I've tried in vain, to point out to these bigots that in most cases, the violence used was not instigated, sanctioned nor supported by the vast majority of natives. After talking to such narrow-minded people, its easy to conclude that the same mentality still lingers which caused the British, in the 1700s, to include in the peace treaties made with our peoples this clause: "That if there happens any robbery or outrage committed by any of the Indians, the Tribes or Tribes they belong to shall cause satisfaction and restitution to be made to the parties injured." Holding an entire race of people hostage and responsible for the actions of one of its citizens is an action that only illogical minds could ever sanction.
The urge to negatively stereotype is a rampant illness in the modern world and is evident in many diverse ways. For example, the Spryfield section of Halifax, because of the rowdiness of its distant past, has long been falsely labelled as a hot-bed of crime and violence. Accordingly, many consider it as an undesirable place to reside. But I can say from the experience of 25 years of mostly contented residency that it is just as safe, or more so, than other, classier sections of the city.
In time, perhaps, the world's diverse peoples can rid themselves of a tendency to negatively typecast as demonic or inferior - because of colour, religion, ethnic origin, financial status, and so on - whole races of people, neighbourhoods or individuals. If so, it will mark the end of human conflicts!

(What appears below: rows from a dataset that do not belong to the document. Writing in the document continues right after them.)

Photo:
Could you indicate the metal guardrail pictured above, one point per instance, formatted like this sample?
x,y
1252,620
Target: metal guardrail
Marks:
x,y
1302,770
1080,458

However, in the meantime, we can take a big step towards finding universal tolerance for the differences of others in our society by making a genuine effort to divest ourselves of the ignorance we hold about each other. In the process we will have to overcome a hateful and sinful human trait - believing without question the worst of another. In this regard, we often ignore what human decency and logic mandates: to inform and ask persons most affected by the nastiness to clarify the situation!
And sadly, in regards to believing the worst, most of us have seen that attempts to damage a person's reputation will often be initiated by a person's family, friends, or people who he/she has aided when society has falsely accused or abandoned them. Unfortunately, this tendency to believe the worst as truth is also applied to whole nations of people - as witnessed by the false and negative views about natives still held by many non-natives.

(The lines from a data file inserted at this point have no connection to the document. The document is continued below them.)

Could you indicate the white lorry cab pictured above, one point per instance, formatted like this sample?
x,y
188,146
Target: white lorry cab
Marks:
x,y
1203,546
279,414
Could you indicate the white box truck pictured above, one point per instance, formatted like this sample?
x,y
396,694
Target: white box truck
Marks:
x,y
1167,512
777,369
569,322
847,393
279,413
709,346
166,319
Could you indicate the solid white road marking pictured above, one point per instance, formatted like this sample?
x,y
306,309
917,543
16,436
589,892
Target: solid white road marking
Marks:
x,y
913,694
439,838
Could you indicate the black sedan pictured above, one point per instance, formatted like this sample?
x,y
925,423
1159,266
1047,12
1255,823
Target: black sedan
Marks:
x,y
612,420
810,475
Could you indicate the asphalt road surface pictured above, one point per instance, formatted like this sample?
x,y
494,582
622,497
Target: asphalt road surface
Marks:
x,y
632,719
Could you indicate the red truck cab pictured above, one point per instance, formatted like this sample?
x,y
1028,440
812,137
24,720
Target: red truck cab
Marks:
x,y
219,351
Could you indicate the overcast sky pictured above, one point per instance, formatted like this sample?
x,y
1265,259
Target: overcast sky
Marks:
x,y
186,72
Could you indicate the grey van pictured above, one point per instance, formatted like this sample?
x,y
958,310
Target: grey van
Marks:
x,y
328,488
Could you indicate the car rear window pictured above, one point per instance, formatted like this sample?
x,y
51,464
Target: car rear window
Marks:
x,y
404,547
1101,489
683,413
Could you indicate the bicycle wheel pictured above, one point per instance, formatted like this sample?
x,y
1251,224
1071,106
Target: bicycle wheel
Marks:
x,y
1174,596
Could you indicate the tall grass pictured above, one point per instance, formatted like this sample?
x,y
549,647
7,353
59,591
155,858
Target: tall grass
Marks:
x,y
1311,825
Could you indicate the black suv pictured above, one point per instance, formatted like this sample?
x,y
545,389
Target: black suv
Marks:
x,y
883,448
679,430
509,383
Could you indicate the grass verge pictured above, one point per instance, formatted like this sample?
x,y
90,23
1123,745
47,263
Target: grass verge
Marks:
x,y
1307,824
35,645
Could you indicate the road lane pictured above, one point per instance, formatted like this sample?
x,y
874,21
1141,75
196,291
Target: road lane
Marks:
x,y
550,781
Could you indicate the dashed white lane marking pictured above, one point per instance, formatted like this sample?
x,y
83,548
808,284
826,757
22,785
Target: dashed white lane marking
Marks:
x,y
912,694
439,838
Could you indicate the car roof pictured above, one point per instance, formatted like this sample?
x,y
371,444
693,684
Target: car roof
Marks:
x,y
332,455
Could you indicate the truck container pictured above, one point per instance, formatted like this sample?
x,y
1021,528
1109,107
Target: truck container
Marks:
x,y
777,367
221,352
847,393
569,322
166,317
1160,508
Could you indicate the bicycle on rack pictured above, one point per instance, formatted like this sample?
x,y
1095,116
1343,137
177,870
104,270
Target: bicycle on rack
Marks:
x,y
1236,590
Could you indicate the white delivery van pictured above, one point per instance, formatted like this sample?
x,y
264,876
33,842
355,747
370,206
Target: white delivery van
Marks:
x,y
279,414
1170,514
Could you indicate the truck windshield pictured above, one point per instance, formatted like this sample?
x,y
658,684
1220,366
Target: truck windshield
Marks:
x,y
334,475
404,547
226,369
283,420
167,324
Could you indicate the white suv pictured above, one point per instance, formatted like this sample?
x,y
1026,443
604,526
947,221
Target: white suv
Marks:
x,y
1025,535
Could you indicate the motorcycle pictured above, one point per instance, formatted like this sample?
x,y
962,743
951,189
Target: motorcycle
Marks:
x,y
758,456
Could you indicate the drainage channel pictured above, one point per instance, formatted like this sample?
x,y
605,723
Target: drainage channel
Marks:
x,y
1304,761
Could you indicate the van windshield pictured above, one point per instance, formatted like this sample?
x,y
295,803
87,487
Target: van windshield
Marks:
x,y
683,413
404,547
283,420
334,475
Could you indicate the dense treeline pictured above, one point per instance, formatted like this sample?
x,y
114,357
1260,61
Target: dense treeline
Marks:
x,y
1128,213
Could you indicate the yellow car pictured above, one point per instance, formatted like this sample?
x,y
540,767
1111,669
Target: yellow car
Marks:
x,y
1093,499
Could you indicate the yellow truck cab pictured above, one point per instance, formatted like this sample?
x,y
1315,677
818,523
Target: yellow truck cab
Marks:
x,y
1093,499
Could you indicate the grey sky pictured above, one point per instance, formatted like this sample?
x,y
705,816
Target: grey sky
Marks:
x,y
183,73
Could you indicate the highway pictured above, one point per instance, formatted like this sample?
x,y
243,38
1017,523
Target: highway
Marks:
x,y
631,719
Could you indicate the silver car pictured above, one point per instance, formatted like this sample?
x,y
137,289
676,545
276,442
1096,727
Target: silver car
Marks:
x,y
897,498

In direct conflict with these stereotypical, disparaging, lazy-Natives views, I offer the following as the root cause of our often contentious relations with current Canadian governments and as the main cause of our dependency for sustenance on federal handouts: For over three centuries, natives have not been permitted to exercise control over their destinies. Everything from the most menial of self-governing tasks has been taken over by White governments, and administered by them on our behalf. This condescending paternalism is directly related to past Canadian government views which, because our cultures differed from European, deemed us to be incapable of functioning as human beings.
Further, it should also be noted that the racist laws we were forced to live under for three centuries, which spawned the stagnating social programs we had shoved down our throats, were not designed by Canada to preserve ancient First Nation cultures; they were designed for just the opposite - to destroy! All this has left us under-educated, paralyzed and poverty stricken in a modern world. Yet we are now perceived by many as the architects of our misfortunes.
In the future, before jumping to unfounded conclusions, I would urge that this be kept in mind: The mounting legal problems faced by Canada in its relationships with First Nations were created by denying our Peoples basic human and civil rights, accompanied by Canada's failure to always administer our land and other affairs consistent with its trustee responsibilities.
For several decades to come, stemming from all this, First Nations People will need the generous assistance and understanding of non-native Canadians, in order to escape from the hole history has dug for them.
If you have questions about the Micmac or other First Nations, or about the building frustration among our young people with the federal claims settlement policy and their anger with being denied amid plenty, don't be satisfied with embracing the negative stereotypes that society has bequeathed you. With an open mind, call or write people such as myself and open a dialogue that will help you understand a problem that Canada has, by treating its Native people with contempt and disdain, created for itself!